In January 2015 I celebrated my 10th year of writing daily happinesses and thought I’d share some thoughts about the practice.
First, why I chose the word happiness. An archaic definition of happiness means skilled in magic or divination. In Welsh, back in the 13th and 14th centuries, the word happy was used to mean ‘wise.’ Typically the word wise is used to describe someone who is knowledgeable and experienced, but in Scottish wise also means to direct, guide, advise. That meaning is rooted in the Old Norse wisian, which means to show the way.
The traditional etymological origin of happiness is from happen or chance, which implies that if you’re happy you’ve experienced a sort of random good luck or that you are, perhaps even undeservedly, fortunate.
But when I first began exploring happiness as a spiritual path, I imagined it more as feeling blessed, of blissful calm. It wasn’t something I could reach out and grab or strive for, but more like divining, where one becomes deeply still and watches and notices. I thought that if I were able to pay attention to those moments of blessing, I might be surprised at how many there were, and my sense of joy and peace would increase. I also hoped I could show others the way.
My decision to spend a year becoming conscious of those ‘happy’ states was inspired in part by my desire to have a daily writing practice. I began describing brief images or feelings that helped me to peek into another, more objective, reality. It wasn’t the same as writing a daily gratitude or daily blessing, since I’d usually make them up. It gave me pleasure to conjure up a vignette, a mood, a story, a person, a place. For example: “Planning for a garden of rare and wild roses.” “Penguins diving into the sea.” “The silence before applause.” “Gazing into the eye of a whale.”
The happinesses I wrote each day morphed into small awarenesses that kept me alert to the subtle qualities of my emotional response to situations or experiences. I found them inspiring. During the day, I’d look at the freshly folded sheets or the sleet at the window with a conscious, interested pleasure. I became amazed and delighted at the small story that surrounded an everyday image when regarded by chance – by happenstance – and duly noted.
Noticing feelings is a tremendous practice in any case, I’ve found. Being aware of despondency, trust, or a flurry of excitement, without judgment or self-criticism, can lift you to a marvelous state of calm and self-awareness.

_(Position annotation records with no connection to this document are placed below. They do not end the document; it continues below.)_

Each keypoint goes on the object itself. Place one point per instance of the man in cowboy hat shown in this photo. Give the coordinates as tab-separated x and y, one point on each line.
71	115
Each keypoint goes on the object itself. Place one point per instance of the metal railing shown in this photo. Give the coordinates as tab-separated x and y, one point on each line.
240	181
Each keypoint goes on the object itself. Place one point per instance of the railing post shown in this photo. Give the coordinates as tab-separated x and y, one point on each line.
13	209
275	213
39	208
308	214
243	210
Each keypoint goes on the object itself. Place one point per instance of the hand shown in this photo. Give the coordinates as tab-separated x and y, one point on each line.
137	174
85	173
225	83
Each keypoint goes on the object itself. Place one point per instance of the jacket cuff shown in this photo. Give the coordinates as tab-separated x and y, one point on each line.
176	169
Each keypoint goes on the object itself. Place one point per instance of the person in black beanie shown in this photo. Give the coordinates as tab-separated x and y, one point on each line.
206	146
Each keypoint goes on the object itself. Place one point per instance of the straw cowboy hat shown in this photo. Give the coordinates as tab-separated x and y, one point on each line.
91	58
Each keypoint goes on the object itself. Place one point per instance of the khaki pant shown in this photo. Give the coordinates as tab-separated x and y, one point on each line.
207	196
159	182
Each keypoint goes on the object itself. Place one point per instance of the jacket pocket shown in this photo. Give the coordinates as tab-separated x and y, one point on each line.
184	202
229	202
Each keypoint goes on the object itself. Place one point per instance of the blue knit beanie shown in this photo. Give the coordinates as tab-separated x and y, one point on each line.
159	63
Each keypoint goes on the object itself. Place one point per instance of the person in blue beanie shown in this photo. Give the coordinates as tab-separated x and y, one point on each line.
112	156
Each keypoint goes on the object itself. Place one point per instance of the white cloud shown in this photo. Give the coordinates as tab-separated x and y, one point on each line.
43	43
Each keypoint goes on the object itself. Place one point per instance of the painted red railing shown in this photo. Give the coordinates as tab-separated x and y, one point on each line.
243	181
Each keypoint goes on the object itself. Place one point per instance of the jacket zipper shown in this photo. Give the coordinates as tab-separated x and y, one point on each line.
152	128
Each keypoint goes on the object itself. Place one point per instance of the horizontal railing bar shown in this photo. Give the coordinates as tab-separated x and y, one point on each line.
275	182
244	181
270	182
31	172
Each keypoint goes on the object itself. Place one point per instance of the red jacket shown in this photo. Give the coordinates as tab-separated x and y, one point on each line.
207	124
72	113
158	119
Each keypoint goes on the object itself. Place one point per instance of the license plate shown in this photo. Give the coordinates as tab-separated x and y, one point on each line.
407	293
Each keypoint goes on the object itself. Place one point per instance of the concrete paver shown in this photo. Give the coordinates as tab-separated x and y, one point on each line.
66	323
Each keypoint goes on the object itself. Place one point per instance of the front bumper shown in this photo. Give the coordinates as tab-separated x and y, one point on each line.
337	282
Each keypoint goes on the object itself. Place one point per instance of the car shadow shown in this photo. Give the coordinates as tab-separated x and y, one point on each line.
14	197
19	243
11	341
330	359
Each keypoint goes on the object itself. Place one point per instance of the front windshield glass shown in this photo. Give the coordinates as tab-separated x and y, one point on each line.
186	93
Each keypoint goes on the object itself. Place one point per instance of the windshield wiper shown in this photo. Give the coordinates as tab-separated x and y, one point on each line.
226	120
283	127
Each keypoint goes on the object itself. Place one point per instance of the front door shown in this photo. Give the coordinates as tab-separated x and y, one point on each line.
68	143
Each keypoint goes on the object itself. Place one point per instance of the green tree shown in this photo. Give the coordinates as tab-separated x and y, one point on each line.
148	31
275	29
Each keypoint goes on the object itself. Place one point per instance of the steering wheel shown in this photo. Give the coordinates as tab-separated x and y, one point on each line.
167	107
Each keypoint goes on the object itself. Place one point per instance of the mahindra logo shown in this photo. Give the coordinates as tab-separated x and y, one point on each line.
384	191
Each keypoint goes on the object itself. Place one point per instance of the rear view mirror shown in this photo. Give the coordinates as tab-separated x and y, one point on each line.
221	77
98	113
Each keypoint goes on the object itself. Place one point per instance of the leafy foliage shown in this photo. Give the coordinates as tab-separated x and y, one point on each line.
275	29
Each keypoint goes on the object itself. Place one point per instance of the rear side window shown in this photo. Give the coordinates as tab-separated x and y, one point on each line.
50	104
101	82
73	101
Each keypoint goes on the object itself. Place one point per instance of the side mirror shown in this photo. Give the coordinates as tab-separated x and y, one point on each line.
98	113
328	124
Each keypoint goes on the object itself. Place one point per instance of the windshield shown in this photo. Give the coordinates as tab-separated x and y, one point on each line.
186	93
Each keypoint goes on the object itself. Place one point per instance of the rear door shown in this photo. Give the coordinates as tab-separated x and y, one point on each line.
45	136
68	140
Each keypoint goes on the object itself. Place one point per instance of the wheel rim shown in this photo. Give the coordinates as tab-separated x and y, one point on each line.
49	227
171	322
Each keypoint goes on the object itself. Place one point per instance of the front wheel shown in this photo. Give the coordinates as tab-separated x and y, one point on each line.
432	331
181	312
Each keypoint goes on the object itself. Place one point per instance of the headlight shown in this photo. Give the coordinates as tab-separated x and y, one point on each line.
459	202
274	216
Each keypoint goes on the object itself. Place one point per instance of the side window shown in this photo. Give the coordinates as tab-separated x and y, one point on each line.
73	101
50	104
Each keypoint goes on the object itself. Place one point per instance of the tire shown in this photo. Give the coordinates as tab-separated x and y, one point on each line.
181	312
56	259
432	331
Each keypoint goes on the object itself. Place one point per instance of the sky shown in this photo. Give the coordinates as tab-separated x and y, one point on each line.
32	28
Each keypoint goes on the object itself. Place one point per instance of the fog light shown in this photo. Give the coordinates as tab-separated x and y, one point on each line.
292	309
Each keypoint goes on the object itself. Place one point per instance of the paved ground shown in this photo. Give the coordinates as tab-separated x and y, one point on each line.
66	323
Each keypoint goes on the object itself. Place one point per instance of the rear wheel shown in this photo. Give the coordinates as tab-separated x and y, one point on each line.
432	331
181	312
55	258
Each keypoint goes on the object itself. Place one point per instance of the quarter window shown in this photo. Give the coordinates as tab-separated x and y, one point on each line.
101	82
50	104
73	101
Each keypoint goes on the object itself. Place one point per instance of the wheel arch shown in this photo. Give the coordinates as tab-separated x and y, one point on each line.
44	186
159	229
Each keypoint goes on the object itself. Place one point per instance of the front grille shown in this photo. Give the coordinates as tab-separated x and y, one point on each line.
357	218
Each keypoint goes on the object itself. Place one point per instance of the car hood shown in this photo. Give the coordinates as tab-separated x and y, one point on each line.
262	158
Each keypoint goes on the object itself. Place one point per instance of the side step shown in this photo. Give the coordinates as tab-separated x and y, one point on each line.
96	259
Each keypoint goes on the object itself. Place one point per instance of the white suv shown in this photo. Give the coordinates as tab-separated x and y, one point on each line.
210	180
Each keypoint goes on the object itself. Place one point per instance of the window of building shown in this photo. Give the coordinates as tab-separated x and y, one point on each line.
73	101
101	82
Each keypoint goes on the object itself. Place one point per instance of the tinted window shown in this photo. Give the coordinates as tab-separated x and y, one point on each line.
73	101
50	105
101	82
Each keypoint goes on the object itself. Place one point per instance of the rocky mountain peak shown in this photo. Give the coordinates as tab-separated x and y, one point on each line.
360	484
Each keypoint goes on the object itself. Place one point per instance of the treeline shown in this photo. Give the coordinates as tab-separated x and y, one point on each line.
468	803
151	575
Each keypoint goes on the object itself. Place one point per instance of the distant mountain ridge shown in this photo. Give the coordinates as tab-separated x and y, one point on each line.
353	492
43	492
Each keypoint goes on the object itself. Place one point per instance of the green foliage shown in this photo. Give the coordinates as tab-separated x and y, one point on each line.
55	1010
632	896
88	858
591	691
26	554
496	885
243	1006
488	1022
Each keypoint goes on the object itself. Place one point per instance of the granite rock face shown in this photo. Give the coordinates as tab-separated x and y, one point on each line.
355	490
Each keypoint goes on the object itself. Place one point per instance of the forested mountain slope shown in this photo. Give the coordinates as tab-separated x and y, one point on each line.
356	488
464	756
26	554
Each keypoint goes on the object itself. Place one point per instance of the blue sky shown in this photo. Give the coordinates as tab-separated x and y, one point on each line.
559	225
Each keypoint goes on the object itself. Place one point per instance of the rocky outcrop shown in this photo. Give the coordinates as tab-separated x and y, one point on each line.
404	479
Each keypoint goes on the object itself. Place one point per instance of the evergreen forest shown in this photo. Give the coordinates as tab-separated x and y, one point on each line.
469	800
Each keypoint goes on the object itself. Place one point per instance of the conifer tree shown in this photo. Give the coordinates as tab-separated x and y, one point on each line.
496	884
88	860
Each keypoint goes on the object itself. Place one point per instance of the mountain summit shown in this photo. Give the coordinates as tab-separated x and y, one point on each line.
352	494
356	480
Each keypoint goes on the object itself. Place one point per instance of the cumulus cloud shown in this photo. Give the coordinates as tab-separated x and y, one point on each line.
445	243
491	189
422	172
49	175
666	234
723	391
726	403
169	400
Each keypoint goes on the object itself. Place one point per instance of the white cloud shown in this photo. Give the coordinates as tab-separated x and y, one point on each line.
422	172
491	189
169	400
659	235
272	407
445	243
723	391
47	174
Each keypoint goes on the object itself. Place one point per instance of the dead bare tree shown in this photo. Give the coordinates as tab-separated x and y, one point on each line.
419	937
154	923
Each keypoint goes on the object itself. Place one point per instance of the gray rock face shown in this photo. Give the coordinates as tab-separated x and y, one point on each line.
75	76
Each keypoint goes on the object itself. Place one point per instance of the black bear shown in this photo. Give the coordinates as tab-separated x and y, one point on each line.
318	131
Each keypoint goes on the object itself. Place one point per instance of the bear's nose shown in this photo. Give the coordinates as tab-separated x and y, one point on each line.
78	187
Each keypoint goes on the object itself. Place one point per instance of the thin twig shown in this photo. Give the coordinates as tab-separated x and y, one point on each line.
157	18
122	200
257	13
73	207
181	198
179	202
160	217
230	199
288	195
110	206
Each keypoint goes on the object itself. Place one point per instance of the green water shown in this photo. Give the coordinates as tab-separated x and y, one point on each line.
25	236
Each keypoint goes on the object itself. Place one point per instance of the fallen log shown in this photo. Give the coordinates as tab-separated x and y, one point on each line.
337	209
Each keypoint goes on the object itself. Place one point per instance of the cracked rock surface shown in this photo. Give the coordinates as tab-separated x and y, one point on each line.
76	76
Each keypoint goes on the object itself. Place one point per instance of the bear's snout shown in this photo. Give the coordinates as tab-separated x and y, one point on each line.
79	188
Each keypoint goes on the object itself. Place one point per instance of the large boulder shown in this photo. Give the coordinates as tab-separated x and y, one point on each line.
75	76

The metaphysical questions about whether happiness is something we create or pursue, or something that occurs randomly, becomes moot.
It’s about noticing.
It’s about imagining.
One year of writing daily happinesses turned into two, then three years. I began by writing seven every day, and then changed that number to five. In 2007 I began to share them on my website and got a flurry of interest from readers. Then the phenomenon of social media kicked into gear, and I began sharing them more widely. I spent more time meditating on the images each morning, and for a time I came up with three happinesses each day. It felt like a good number, sort of a haiku-esque process that I found deeply satisfying.
This year, every morning I have been drawn to meditate on an image and to allow words to emerge from it. This is what I now share as a daily visual happiness. For those of you who don’t know, you can receive it in your inbox each morning by signing up here. They’re also posted on Facebook, Twitter, Google+, Pinterest, and Instagram if you’d like to find them elsewhere.
One more thing that I thought was interesting as I was contemplating the word happiness: the word satisfaction originated from the same Indo-European root that gives us the word sad. In Middle English, sad means sated, tired, satisfied. When we are sated, as we are after a delicious lunch, we are quiet, muted, tired. So satisfaction actually means making sated (facere means making in Latin), which means making sad. This made me think about the more active qualities of joy. Happiness is not a feeling of satisfaction; it’s more like never-ending desire to notice, appreciate, imagine, and enjoy.